The topic of growing competition from infrastructure – both in terms of capital allocations and assets – came up at this year at MIPIM, the annual global real estate convention in Cannes.

But after a period of falling values, limited transactions and moribund fundraising, there are signs that real estate could be about stage a comeback. Much of the talk at MIPIM was about a recovery in transactions in the second half of the year – although people also said the same in 2023. 

Robert-Jan Foortse

Robert-Jan Foortse: ‘we are more active again in the market after basically a standstill’

But Robert-Jan Foortse, head of European real estate at Dutch pension fund investors APG, has reason to believe this year could, indeed, be different. Foortse, who was also at MIPIM, highlights a key difference between conversations this year and last year. In 2023, people would “come and talk to me in the second half of the year”, he said. This year, investors wanted information so they could actually start work on potential investments.

APG, which is ranked seventh in this year’s Top 150 real estate investors report, is certainly back in the market, so to speak. “We are more active again in the market after basically a standstill,” Foortse tells IPE Real Assets. The situation is helped by the fact that APG has been given a €5bn mandate to invest in affordable housing by its main client, the Netherlands’s largest pension fund, ABP.

The anecdote is in line with this year’s IPE Real Assets investor survey which found that 43% of respondents expect to invest/commit more to real estate this year than they did in 2023. This was the largest group of investors, followed by 41% who expected to invest the same amount and 16% who expected to invest less.
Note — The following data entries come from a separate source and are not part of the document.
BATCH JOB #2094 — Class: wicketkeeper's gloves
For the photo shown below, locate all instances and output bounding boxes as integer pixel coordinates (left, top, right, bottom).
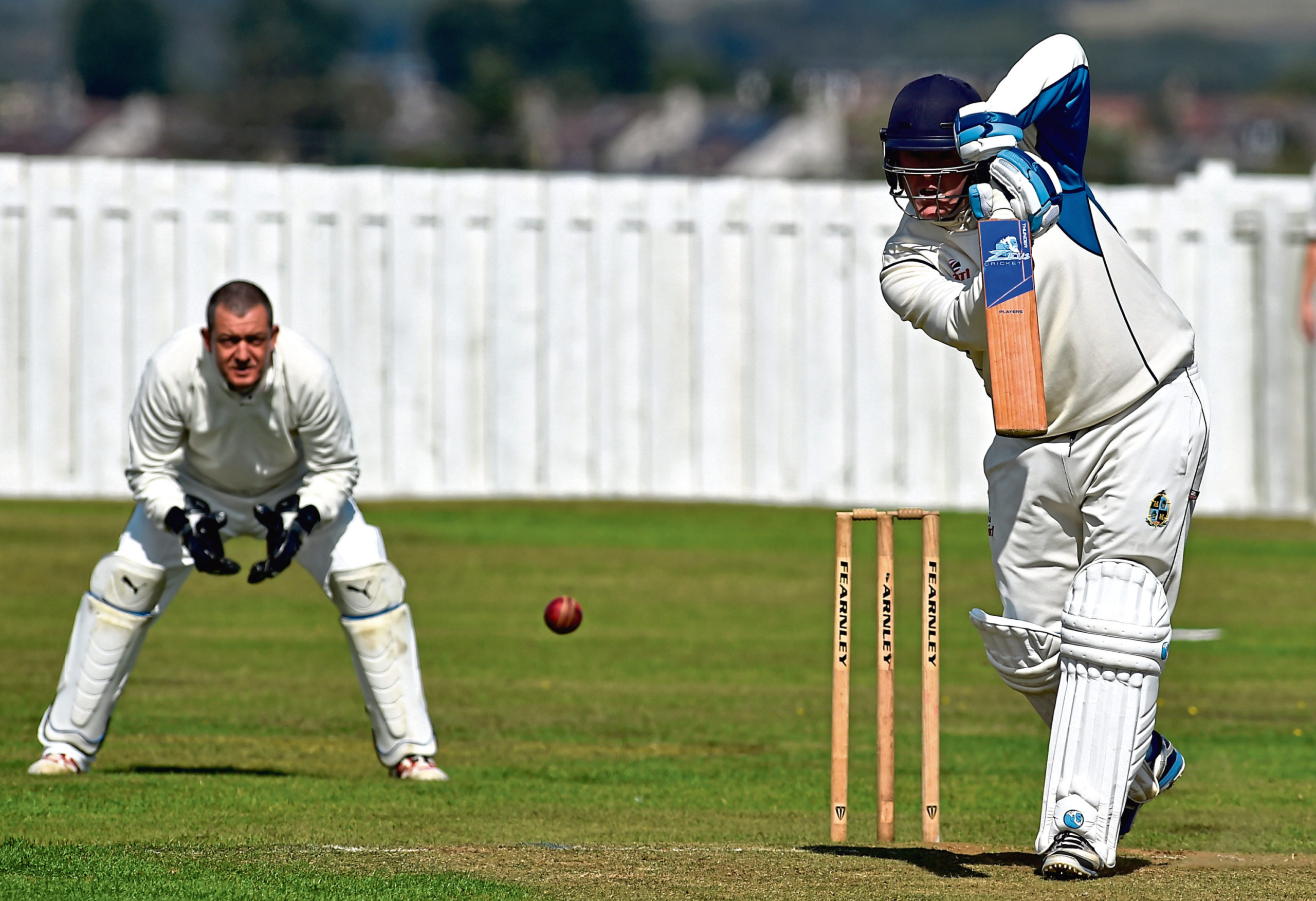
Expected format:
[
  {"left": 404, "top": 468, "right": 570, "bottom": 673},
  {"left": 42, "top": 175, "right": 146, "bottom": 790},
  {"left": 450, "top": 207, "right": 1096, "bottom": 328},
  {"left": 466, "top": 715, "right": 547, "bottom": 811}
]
[
  {"left": 164, "top": 494, "right": 242, "bottom": 576},
  {"left": 247, "top": 494, "right": 320, "bottom": 585}
]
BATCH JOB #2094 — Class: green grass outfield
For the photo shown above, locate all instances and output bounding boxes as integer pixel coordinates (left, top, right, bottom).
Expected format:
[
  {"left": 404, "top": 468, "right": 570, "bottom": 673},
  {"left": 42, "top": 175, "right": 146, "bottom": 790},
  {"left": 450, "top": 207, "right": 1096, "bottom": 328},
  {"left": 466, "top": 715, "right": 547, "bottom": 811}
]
[{"left": 0, "top": 501, "right": 1316, "bottom": 898}]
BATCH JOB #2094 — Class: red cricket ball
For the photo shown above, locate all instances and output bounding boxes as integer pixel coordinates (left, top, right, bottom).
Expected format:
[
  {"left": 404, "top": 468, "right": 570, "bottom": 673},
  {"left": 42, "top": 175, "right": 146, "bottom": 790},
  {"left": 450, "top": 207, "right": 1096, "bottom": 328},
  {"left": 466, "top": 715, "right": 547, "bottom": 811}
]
[{"left": 543, "top": 597, "right": 580, "bottom": 635}]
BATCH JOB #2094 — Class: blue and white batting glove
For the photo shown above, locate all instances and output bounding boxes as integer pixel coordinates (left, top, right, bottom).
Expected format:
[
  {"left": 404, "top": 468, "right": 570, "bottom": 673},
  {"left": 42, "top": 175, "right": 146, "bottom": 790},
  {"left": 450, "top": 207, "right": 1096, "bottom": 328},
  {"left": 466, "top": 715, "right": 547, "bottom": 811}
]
[
  {"left": 990, "top": 149, "right": 1062, "bottom": 238},
  {"left": 956, "top": 103, "right": 1024, "bottom": 163}
]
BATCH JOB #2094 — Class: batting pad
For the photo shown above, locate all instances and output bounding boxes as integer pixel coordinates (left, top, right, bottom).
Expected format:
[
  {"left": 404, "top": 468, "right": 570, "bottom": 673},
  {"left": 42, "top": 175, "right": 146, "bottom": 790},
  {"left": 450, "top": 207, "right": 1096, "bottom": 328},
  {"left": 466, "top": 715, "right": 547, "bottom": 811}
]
[
  {"left": 968, "top": 608, "right": 1061, "bottom": 726},
  {"left": 339, "top": 604, "right": 438, "bottom": 767},
  {"left": 1037, "top": 560, "right": 1170, "bottom": 867},
  {"left": 40, "top": 554, "right": 164, "bottom": 758}
]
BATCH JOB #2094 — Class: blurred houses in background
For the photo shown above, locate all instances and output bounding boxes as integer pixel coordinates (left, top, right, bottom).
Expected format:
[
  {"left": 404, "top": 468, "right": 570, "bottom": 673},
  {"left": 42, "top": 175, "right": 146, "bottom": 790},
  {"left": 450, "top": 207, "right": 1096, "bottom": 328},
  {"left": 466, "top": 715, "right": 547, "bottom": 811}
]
[{"left": 0, "top": 0, "right": 1316, "bottom": 183}]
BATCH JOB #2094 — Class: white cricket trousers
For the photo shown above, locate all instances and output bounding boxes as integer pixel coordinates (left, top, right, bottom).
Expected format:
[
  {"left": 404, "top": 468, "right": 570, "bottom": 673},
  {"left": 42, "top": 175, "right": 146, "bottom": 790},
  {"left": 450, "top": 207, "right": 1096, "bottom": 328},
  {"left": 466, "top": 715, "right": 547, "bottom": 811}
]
[{"left": 983, "top": 363, "right": 1211, "bottom": 631}]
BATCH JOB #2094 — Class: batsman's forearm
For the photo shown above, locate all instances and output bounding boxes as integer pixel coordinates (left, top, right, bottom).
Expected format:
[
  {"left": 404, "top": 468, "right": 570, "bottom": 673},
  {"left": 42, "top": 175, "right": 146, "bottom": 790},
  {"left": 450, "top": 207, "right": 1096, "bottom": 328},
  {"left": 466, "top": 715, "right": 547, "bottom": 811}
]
[{"left": 882, "top": 262, "right": 987, "bottom": 351}]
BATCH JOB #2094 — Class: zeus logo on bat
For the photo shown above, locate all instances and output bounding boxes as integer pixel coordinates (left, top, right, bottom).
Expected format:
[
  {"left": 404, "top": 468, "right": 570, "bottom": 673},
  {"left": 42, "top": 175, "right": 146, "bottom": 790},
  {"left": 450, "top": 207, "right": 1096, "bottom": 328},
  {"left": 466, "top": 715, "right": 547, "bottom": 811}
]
[{"left": 983, "top": 234, "right": 1032, "bottom": 263}]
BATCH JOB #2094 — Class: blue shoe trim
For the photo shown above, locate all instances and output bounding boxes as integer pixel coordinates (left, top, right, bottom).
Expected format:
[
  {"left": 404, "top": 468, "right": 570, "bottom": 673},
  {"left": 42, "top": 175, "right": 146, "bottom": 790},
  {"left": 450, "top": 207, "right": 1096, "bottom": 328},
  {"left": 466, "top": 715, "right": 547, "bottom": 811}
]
[{"left": 1161, "top": 751, "right": 1183, "bottom": 792}]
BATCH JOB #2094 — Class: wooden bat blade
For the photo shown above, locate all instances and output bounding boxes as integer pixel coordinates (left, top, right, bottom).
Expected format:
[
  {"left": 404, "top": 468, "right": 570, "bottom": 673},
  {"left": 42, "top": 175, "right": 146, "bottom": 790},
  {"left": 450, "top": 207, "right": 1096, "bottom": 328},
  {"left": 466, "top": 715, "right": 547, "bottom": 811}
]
[{"left": 978, "top": 219, "right": 1046, "bottom": 438}]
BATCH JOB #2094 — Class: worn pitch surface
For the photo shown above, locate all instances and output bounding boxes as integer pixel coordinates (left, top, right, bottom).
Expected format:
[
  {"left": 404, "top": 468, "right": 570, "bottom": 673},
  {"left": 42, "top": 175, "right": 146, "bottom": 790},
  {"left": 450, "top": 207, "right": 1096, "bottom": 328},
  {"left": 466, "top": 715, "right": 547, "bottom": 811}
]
[{"left": 0, "top": 501, "right": 1316, "bottom": 898}]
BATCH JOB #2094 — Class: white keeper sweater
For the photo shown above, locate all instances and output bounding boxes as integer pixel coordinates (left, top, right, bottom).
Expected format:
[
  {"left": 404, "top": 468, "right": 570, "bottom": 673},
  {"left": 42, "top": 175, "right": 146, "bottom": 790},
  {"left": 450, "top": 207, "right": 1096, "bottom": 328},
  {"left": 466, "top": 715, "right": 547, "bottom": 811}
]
[{"left": 126, "top": 326, "right": 359, "bottom": 525}]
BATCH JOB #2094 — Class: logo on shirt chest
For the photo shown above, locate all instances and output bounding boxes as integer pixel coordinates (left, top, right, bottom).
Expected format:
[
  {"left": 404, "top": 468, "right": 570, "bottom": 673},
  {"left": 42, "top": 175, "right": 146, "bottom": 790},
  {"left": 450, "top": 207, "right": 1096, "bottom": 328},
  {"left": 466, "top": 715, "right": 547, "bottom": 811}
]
[{"left": 1147, "top": 491, "right": 1170, "bottom": 529}]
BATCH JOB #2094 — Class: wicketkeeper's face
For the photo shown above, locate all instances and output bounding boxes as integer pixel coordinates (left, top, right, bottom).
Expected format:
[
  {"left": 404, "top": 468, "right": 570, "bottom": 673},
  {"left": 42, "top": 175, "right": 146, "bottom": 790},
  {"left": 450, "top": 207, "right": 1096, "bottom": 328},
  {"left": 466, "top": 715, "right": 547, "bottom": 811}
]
[
  {"left": 202, "top": 304, "right": 279, "bottom": 392},
  {"left": 896, "top": 150, "right": 970, "bottom": 219}
]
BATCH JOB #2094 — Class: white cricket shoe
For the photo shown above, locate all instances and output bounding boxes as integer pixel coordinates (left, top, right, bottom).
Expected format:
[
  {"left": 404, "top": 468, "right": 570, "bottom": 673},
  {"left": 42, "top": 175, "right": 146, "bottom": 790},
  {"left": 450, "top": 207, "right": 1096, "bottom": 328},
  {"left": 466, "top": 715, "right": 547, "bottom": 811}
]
[
  {"left": 28, "top": 753, "right": 82, "bottom": 776},
  {"left": 1120, "top": 731, "right": 1184, "bottom": 838},
  {"left": 388, "top": 753, "right": 447, "bottom": 783},
  {"left": 1043, "top": 833, "right": 1102, "bottom": 878}
]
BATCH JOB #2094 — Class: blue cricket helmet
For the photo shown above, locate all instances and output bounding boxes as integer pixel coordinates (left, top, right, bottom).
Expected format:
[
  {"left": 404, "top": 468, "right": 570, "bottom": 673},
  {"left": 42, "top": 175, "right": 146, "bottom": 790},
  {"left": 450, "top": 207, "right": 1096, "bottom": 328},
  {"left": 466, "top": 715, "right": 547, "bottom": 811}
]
[
  {"left": 881, "top": 75, "right": 982, "bottom": 181},
  {"left": 881, "top": 75, "right": 982, "bottom": 218},
  {"left": 882, "top": 75, "right": 982, "bottom": 150}
]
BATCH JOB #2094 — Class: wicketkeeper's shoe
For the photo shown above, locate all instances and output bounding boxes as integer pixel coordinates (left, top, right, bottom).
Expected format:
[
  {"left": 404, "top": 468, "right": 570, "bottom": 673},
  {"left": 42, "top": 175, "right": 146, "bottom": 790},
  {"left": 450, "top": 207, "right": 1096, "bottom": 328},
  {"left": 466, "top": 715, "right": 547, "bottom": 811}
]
[
  {"left": 28, "top": 753, "right": 82, "bottom": 776},
  {"left": 1120, "top": 731, "right": 1183, "bottom": 838},
  {"left": 1043, "top": 833, "right": 1102, "bottom": 878},
  {"left": 388, "top": 753, "right": 447, "bottom": 783}
]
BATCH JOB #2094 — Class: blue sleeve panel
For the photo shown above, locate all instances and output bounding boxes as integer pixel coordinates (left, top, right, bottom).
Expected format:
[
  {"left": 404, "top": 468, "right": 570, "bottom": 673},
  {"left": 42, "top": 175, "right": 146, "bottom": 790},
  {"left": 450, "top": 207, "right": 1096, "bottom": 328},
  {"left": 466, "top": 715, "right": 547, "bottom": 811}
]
[{"left": 1018, "top": 66, "right": 1109, "bottom": 256}]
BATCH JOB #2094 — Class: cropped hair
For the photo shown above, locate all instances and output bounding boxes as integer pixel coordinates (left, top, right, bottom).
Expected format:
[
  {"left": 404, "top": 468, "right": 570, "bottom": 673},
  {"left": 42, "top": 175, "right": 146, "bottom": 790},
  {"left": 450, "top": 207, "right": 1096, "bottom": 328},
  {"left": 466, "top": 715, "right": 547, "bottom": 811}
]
[{"left": 205, "top": 282, "right": 273, "bottom": 332}]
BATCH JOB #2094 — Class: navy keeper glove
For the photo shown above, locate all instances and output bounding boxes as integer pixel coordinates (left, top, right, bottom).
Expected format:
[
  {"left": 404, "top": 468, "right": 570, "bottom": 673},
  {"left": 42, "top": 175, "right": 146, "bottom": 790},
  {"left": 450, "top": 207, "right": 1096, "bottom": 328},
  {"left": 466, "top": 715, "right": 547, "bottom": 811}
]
[
  {"left": 247, "top": 494, "right": 320, "bottom": 585},
  {"left": 164, "top": 494, "right": 242, "bottom": 576}
]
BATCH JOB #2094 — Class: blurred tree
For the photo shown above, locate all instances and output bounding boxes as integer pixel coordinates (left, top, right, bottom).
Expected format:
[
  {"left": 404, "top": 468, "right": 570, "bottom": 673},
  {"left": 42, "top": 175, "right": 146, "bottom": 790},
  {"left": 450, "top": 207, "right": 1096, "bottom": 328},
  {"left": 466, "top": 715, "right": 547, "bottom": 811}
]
[
  {"left": 517, "top": 0, "right": 650, "bottom": 92},
  {"left": 233, "top": 0, "right": 355, "bottom": 80},
  {"left": 423, "top": 0, "right": 516, "bottom": 92},
  {"left": 74, "top": 0, "right": 169, "bottom": 100}
]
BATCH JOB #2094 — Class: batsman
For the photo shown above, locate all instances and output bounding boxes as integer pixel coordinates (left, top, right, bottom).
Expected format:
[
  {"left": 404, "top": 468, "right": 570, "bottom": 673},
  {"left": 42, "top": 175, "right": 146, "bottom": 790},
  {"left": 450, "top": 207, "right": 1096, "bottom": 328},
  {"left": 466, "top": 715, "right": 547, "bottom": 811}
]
[
  {"left": 28, "top": 282, "right": 447, "bottom": 781},
  {"left": 882, "top": 34, "right": 1210, "bottom": 878}
]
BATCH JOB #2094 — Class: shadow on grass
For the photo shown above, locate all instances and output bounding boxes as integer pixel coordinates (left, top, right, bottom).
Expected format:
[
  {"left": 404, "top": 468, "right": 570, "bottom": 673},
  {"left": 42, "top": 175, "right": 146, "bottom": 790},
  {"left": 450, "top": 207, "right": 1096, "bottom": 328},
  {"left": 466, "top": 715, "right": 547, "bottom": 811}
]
[
  {"left": 800, "top": 844, "right": 1150, "bottom": 878},
  {"left": 124, "top": 765, "right": 295, "bottom": 776}
]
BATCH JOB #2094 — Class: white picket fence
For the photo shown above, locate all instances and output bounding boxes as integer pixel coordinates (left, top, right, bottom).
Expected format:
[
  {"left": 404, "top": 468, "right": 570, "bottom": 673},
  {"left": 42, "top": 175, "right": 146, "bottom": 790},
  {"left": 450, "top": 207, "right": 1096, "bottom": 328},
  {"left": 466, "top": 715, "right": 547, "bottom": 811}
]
[{"left": 0, "top": 157, "right": 1316, "bottom": 514}]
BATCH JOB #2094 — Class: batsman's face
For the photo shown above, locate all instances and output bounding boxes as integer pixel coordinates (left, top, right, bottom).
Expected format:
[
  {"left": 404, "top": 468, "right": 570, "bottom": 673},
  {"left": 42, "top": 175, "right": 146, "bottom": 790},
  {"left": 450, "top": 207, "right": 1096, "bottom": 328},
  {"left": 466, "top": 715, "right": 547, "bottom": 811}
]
[
  {"left": 896, "top": 150, "right": 970, "bottom": 219},
  {"left": 202, "top": 305, "right": 279, "bottom": 392}
]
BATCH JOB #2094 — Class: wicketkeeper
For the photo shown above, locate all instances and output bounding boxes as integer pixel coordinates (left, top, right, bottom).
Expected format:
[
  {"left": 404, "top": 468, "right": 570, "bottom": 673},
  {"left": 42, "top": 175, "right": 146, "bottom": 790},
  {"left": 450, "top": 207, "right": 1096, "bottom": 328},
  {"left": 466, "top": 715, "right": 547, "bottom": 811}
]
[
  {"left": 28, "top": 282, "right": 447, "bottom": 780},
  {"left": 882, "top": 35, "right": 1208, "bottom": 877}
]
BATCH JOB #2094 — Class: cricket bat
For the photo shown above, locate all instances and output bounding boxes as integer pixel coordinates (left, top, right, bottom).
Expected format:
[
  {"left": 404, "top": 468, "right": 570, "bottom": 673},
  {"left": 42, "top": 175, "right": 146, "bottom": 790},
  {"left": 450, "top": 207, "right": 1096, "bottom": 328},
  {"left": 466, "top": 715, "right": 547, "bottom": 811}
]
[{"left": 978, "top": 218, "right": 1046, "bottom": 438}]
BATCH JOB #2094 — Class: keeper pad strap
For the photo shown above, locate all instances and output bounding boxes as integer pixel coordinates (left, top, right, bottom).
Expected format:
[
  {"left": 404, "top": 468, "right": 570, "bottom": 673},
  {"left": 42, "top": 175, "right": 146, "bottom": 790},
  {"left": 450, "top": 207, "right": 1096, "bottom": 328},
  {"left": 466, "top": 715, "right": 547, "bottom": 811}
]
[{"left": 1036, "top": 560, "right": 1170, "bottom": 867}]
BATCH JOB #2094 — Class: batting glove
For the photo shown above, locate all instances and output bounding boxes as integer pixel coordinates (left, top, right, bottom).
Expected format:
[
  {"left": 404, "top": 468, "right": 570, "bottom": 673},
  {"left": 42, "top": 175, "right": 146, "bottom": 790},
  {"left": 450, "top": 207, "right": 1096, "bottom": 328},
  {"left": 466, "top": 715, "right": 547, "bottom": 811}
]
[
  {"left": 164, "top": 494, "right": 242, "bottom": 576},
  {"left": 968, "top": 150, "right": 1063, "bottom": 238},
  {"left": 956, "top": 103, "right": 1024, "bottom": 163},
  {"left": 247, "top": 494, "right": 320, "bottom": 585}
]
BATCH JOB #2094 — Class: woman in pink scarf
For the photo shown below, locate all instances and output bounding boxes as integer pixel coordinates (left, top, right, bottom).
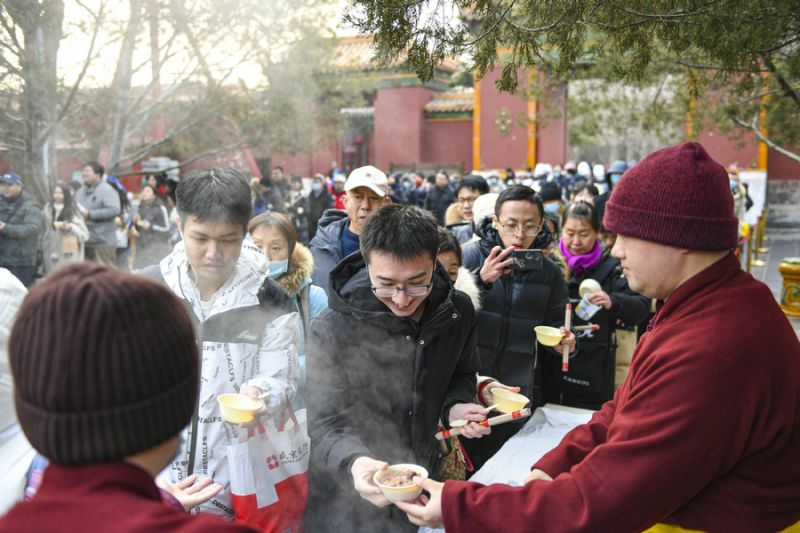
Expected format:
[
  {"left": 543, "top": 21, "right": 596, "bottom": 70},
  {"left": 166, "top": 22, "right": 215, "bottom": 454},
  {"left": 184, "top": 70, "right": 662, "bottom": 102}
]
[{"left": 553, "top": 202, "right": 650, "bottom": 409}]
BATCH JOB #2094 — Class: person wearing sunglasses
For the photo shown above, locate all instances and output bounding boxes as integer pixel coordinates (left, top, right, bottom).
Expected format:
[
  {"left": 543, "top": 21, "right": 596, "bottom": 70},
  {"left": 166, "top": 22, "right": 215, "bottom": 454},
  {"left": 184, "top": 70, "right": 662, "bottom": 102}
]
[{"left": 303, "top": 204, "right": 488, "bottom": 532}]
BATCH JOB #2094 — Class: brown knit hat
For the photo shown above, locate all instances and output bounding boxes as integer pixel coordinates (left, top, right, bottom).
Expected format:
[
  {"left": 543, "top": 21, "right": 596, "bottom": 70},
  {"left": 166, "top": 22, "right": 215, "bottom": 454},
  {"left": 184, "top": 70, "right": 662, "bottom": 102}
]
[
  {"left": 603, "top": 142, "right": 738, "bottom": 251},
  {"left": 9, "top": 263, "right": 199, "bottom": 465}
]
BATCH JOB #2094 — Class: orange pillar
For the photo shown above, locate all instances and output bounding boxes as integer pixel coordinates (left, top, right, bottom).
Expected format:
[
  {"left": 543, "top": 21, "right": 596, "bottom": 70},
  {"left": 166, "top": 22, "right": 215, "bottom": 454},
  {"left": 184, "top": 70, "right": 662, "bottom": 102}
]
[{"left": 472, "top": 78, "right": 481, "bottom": 170}]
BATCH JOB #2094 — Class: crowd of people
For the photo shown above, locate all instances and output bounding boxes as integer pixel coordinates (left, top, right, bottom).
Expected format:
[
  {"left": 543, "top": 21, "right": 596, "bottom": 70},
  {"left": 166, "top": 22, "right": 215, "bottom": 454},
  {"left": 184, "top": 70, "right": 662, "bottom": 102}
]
[{"left": 0, "top": 143, "right": 800, "bottom": 532}]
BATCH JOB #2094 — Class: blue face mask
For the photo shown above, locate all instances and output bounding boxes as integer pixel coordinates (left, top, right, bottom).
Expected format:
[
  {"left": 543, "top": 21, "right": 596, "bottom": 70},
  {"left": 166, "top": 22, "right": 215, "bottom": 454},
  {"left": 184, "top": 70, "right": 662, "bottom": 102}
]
[{"left": 269, "top": 259, "right": 289, "bottom": 279}]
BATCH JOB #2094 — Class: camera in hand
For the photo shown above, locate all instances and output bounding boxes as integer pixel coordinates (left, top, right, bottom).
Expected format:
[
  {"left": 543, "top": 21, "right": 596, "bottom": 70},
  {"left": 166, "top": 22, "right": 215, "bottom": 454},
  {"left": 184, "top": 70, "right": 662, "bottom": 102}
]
[{"left": 511, "top": 249, "right": 544, "bottom": 270}]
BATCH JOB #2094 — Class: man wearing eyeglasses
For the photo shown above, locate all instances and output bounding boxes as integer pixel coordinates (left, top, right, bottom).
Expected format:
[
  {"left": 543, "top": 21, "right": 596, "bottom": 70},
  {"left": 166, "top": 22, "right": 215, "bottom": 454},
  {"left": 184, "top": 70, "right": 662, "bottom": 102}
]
[
  {"left": 303, "top": 205, "right": 488, "bottom": 532},
  {"left": 456, "top": 185, "right": 576, "bottom": 469},
  {"left": 447, "top": 176, "right": 489, "bottom": 244}
]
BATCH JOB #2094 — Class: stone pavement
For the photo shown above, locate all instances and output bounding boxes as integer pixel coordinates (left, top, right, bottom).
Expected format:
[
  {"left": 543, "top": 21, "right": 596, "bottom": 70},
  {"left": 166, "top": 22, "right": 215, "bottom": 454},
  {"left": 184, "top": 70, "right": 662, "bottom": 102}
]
[{"left": 751, "top": 226, "right": 800, "bottom": 337}]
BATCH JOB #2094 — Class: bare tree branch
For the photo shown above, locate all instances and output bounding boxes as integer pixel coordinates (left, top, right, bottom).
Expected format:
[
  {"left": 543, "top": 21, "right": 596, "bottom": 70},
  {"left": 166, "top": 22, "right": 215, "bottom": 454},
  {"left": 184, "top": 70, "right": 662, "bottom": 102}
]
[
  {"left": 39, "top": 1, "right": 106, "bottom": 142},
  {"left": 731, "top": 112, "right": 800, "bottom": 163},
  {"left": 761, "top": 55, "right": 800, "bottom": 107}
]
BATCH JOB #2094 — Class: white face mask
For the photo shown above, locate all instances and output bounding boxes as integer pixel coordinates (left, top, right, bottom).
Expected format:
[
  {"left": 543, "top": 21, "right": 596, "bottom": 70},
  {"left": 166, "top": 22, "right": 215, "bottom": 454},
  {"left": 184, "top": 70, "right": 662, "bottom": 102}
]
[{"left": 269, "top": 259, "right": 289, "bottom": 279}]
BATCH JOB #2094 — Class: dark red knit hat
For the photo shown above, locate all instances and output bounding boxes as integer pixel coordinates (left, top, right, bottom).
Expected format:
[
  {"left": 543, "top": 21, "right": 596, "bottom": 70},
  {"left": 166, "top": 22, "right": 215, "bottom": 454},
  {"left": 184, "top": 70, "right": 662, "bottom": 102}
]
[
  {"left": 603, "top": 142, "right": 739, "bottom": 251},
  {"left": 9, "top": 263, "right": 199, "bottom": 465}
]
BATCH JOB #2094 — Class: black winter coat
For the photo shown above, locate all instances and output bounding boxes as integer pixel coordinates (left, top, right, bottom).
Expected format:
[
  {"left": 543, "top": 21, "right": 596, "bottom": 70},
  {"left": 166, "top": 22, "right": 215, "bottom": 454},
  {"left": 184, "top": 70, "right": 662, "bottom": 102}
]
[
  {"left": 462, "top": 218, "right": 578, "bottom": 469},
  {"left": 542, "top": 248, "right": 650, "bottom": 409},
  {"left": 303, "top": 253, "right": 478, "bottom": 533},
  {"left": 425, "top": 185, "right": 456, "bottom": 224}
]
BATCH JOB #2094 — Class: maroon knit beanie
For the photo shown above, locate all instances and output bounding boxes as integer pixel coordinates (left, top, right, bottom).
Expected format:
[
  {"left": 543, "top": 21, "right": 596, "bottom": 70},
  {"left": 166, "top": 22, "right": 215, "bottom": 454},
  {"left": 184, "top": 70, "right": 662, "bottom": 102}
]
[
  {"left": 9, "top": 263, "right": 199, "bottom": 465},
  {"left": 603, "top": 142, "right": 738, "bottom": 251}
]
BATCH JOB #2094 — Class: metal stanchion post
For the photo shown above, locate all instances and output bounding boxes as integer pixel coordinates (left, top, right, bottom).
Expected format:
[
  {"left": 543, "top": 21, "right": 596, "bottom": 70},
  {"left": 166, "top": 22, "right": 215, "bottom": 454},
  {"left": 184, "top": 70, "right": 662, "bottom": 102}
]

This is a reversal of sorts on last year when nearly half (48%) expected to invest and/or commit less relative to the prior to 12 months. 

Some investors, like the New Zealand Superannuation Fund, are looking to build up a greater exposure to real estate after several years of limited activity in the asset class. This year could potentially be an interesting time to do so when many other investors are more constrained. 

However, investing today will not necessarily be comparable to investing in the months and years that followed the last major real estate downturn more than 10 years ago in the aftermath of the global financial crisis. Today, there are new dynamics to factor in, such as climate risk and technology.

As we report in the technology report, the institutional real estate industry needs to start embracing artificial intelligence now, or risk being left behind.